Optic nerve crush (ONC) is an animal model that induces optic nerve injury and retinal ganglion cell (RGC) death, which is partly mediated by activated microglia secreting cytokines. This study explores the role of the CCL5/CCR5 pathway in RGC damage and evaluates maraviroc, a CCR5 inhibitor, as a potential therapeutic agent.

METHODS

Bioinformatic analysis of glaucoma datasets (GSE142881 and GSE26299) identified Ccr5 as a key gene linked to acute or chronic RGC injury. The ONC model was used to evaluate the neuroprotective effects of maraviroc or sh-Ccr5 using immunofluorescence, TUNEL staining, optical coherence tomography (OCT), and electrophysiological tests.

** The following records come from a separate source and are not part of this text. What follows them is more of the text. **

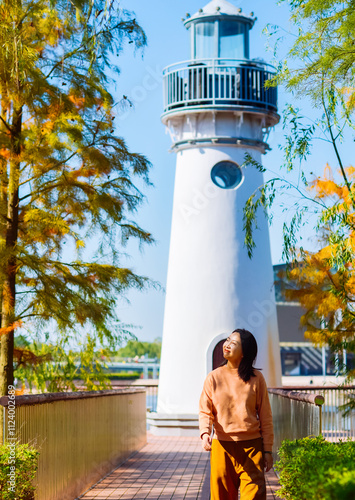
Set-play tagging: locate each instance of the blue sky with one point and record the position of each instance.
(140, 126)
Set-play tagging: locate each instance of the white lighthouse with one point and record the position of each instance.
(217, 110)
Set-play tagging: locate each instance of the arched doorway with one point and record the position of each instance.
(217, 356)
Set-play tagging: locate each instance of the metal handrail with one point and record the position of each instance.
(220, 62)
(209, 83)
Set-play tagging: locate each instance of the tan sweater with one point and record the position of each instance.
(238, 410)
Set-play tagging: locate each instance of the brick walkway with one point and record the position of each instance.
(166, 468)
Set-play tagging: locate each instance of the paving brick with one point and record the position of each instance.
(173, 468)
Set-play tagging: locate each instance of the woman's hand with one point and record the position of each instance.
(268, 461)
(206, 442)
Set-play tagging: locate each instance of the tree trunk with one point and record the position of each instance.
(8, 314)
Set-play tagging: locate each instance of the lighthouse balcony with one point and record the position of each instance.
(220, 84)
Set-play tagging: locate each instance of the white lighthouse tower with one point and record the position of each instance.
(217, 110)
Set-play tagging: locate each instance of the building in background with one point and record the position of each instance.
(299, 357)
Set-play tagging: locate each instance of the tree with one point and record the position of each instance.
(136, 348)
(319, 65)
(65, 177)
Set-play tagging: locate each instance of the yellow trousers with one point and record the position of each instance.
(234, 465)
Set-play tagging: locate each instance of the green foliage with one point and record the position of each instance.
(66, 368)
(135, 348)
(312, 468)
(67, 178)
(325, 44)
(25, 463)
(319, 67)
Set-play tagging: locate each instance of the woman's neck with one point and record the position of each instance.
(233, 365)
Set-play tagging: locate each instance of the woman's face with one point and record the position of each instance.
(232, 348)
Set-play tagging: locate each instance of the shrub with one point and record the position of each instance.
(312, 468)
(22, 466)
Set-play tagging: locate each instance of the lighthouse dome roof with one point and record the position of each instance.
(220, 8)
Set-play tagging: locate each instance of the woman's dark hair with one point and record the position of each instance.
(250, 351)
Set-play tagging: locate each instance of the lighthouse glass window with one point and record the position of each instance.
(231, 40)
(205, 41)
(226, 175)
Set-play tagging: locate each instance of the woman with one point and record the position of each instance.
(235, 401)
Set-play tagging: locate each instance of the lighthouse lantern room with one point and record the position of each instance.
(217, 110)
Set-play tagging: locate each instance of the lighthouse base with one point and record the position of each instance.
(163, 424)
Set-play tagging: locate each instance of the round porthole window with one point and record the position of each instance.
(226, 175)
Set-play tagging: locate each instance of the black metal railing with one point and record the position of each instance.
(219, 82)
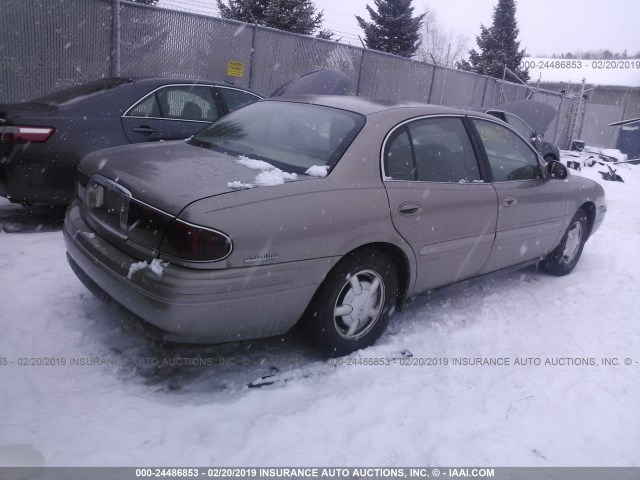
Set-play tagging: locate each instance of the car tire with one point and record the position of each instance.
(563, 259)
(352, 307)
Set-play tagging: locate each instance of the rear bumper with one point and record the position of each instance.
(599, 218)
(196, 306)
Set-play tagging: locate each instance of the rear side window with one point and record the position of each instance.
(399, 161)
(522, 128)
(186, 102)
(146, 108)
(510, 157)
(234, 99)
(440, 151)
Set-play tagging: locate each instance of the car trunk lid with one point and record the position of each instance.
(134, 192)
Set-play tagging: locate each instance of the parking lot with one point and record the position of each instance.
(527, 370)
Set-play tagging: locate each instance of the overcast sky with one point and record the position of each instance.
(546, 27)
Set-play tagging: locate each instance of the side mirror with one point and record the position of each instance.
(555, 169)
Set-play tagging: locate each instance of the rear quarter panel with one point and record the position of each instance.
(309, 218)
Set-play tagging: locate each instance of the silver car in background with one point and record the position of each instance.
(329, 210)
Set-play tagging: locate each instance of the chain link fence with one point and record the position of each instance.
(47, 45)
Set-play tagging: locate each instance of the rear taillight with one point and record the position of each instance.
(19, 134)
(193, 243)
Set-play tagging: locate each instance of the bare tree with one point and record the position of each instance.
(439, 45)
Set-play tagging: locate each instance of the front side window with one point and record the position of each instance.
(522, 128)
(290, 136)
(234, 99)
(432, 150)
(510, 157)
(80, 93)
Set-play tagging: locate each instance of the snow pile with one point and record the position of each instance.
(318, 171)
(268, 177)
(254, 164)
(239, 185)
(156, 266)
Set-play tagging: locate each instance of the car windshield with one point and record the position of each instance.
(290, 136)
(79, 93)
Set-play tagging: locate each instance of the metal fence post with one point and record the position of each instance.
(252, 54)
(115, 39)
(360, 71)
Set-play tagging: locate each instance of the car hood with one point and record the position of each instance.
(169, 175)
(10, 111)
(537, 115)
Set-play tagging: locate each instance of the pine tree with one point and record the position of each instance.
(296, 16)
(393, 28)
(498, 45)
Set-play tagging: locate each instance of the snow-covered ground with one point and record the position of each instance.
(114, 407)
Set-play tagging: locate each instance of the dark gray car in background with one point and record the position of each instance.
(42, 141)
(327, 210)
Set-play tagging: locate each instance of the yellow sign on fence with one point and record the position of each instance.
(235, 69)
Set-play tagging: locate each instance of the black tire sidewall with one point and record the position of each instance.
(319, 317)
(554, 263)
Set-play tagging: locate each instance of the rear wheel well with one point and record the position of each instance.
(590, 209)
(400, 261)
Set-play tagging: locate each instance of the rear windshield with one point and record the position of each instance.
(290, 136)
(79, 93)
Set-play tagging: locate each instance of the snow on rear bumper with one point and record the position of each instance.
(195, 305)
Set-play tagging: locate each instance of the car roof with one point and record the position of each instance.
(188, 81)
(368, 106)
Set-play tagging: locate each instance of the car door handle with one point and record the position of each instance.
(145, 130)
(409, 208)
(509, 201)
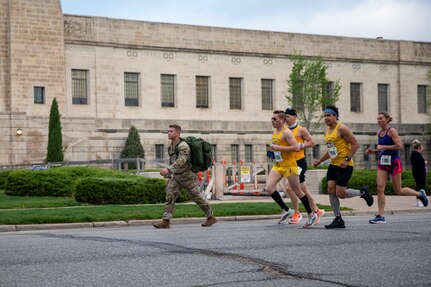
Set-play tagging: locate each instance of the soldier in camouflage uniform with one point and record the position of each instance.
(181, 176)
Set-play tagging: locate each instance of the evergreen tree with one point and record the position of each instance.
(133, 147)
(55, 141)
(310, 90)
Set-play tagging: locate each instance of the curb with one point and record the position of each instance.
(189, 220)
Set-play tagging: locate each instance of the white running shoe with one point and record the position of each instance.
(286, 215)
(418, 204)
(311, 220)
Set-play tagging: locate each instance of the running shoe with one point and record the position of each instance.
(378, 219)
(319, 213)
(311, 220)
(296, 218)
(336, 223)
(366, 195)
(418, 204)
(285, 215)
(423, 197)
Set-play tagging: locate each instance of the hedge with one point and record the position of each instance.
(87, 184)
(58, 181)
(369, 177)
(3, 177)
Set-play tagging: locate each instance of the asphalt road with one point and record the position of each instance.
(243, 253)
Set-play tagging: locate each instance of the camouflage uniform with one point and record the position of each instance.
(182, 177)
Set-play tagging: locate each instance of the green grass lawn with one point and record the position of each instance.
(38, 210)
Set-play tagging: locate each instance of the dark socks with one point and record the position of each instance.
(306, 204)
(277, 198)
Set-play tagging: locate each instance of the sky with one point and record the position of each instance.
(391, 19)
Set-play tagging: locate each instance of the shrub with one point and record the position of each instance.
(55, 141)
(39, 183)
(369, 177)
(136, 190)
(59, 181)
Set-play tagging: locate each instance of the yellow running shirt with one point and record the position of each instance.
(338, 148)
(301, 153)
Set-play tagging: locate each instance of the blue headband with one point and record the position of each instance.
(330, 111)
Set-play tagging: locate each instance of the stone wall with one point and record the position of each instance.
(46, 45)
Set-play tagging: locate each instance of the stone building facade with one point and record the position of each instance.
(110, 74)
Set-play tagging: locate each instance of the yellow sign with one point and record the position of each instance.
(245, 174)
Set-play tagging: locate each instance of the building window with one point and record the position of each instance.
(234, 151)
(160, 152)
(382, 91)
(316, 151)
(235, 93)
(79, 87)
(168, 90)
(327, 94)
(214, 149)
(248, 153)
(267, 94)
(297, 96)
(131, 89)
(202, 91)
(366, 156)
(355, 97)
(39, 95)
(422, 99)
(406, 156)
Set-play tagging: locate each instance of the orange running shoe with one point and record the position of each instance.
(319, 213)
(296, 218)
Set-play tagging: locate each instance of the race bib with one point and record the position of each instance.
(332, 151)
(385, 160)
(277, 156)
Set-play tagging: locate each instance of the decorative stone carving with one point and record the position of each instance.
(168, 56)
(236, 60)
(202, 58)
(267, 62)
(77, 26)
(132, 54)
(384, 68)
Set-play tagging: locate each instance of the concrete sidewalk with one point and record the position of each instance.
(394, 204)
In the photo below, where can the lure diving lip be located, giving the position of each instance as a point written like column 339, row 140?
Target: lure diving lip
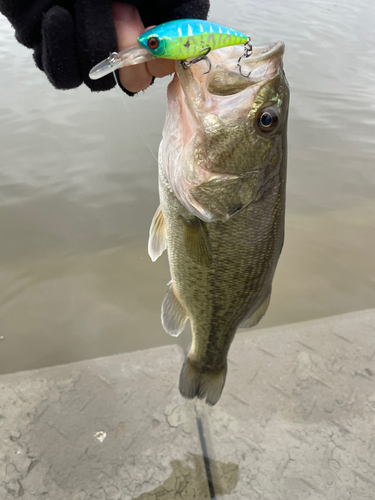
column 178, row 40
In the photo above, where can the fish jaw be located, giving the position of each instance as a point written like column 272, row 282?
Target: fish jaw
column 210, row 130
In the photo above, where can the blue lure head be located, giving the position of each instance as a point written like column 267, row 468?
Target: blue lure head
column 152, row 42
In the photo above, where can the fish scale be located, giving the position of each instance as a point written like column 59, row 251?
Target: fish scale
column 222, row 261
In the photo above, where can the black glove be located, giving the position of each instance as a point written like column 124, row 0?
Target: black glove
column 70, row 38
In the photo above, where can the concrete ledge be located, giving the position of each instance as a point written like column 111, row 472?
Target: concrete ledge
column 296, row 421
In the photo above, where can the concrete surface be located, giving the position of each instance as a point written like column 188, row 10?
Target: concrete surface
column 296, row 421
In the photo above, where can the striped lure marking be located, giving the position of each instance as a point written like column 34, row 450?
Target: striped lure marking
column 188, row 38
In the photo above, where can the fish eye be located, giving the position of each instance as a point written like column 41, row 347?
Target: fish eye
column 267, row 119
column 152, row 43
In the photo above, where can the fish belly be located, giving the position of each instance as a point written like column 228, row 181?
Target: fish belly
column 222, row 276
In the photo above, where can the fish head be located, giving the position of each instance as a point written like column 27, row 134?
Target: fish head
column 224, row 138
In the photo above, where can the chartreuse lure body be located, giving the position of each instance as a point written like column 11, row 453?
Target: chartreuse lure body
column 188, row 38
column 179, row 40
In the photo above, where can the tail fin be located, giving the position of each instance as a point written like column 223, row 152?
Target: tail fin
column 195, row 382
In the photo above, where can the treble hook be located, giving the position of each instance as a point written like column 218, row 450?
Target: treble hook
column 203, row 57
column 247, row 51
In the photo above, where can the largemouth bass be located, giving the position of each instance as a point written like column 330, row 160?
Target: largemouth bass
column 222, row 174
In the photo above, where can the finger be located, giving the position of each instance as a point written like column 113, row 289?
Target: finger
column 128, row 27
column 160, row 67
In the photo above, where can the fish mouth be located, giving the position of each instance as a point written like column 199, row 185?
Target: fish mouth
column 262, row 64
column 224, row 91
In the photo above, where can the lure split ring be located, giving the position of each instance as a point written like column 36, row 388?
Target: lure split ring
column 185, row 40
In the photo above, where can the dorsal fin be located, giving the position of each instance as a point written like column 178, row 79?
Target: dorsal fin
column 157, row 241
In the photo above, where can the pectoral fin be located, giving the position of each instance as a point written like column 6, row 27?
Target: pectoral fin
column 173, row 315
column 197, row 240
column 257, row 315
column 157, row 241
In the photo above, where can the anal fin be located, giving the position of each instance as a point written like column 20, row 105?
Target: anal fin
column 257, row 315
column 173, row 315
column 157, row 241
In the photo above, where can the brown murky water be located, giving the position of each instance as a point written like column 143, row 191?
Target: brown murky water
column 78, row 189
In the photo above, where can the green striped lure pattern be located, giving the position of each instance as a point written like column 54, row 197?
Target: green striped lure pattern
column 181, row 40
column 188, row 38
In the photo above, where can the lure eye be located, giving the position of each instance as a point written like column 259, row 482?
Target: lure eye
column 267, row 120
column 152, row 43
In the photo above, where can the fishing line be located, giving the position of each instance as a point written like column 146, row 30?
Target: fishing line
column 132, row 116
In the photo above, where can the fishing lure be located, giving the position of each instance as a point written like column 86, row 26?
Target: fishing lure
column 179, row 40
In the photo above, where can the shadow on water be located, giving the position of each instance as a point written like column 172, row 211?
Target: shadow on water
column 189, row 479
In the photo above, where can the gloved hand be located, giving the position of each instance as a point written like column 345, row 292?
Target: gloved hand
column 70, row 38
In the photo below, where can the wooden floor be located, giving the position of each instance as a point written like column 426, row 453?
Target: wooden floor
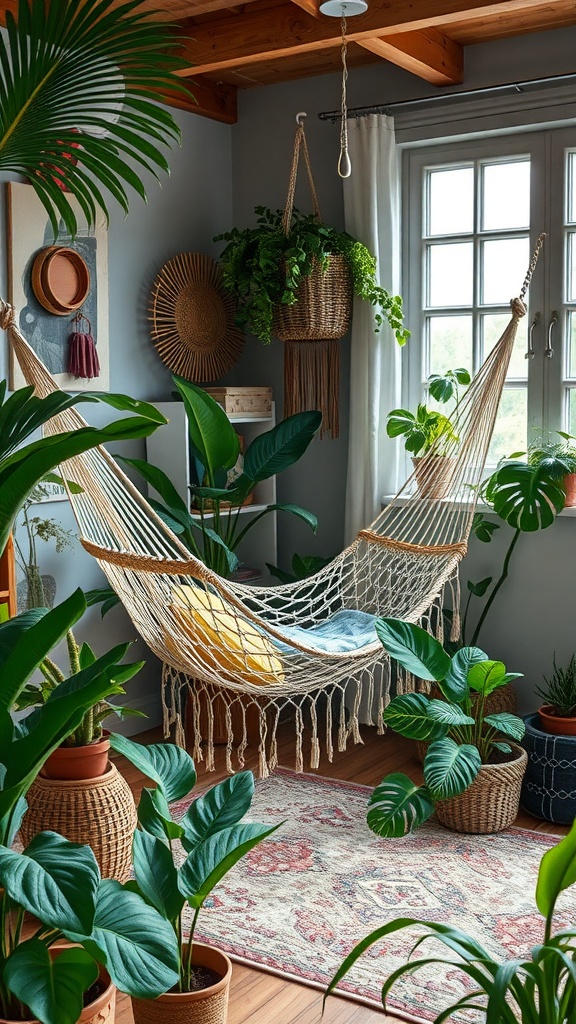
column 257, row 997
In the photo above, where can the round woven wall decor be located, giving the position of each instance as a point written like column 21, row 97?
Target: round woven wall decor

Co-culture of neuro2a cells with activated BV2 cells examined mechanisms, and intravitreal maraviroc safety and efficacy were evaluated using histological and molecular assays.

RESULTS

CCR5 was significantly associated with RGC injury in both datasets. Inhibition of CCR5 via maraviroc preserved RGC structure, maintained ganglion cell complex (GCC) thickness, and improved retinal function in the ONC model. Mechanistically, CCR5 inhibition prevented Cathepsin S (CTSS) downregulation and neuron apoptosis induced by ONC or activated microglia. Intravitreal maraviroc administration was safe, preserving retinal structure and RGC count in non-injured eyes while reducing RGC damage in ONC-injured eyes.

CONCLUSIONS

Microglial activation in glaucoma upregulates CCL5, triggering CCR5-mediated RGC apoptosis via CTSS downregulation. Maraviroc effectively reduces RGC death and optic nerve damage, offering a promising neuroprotective strategy for treatment of optic nerve injury.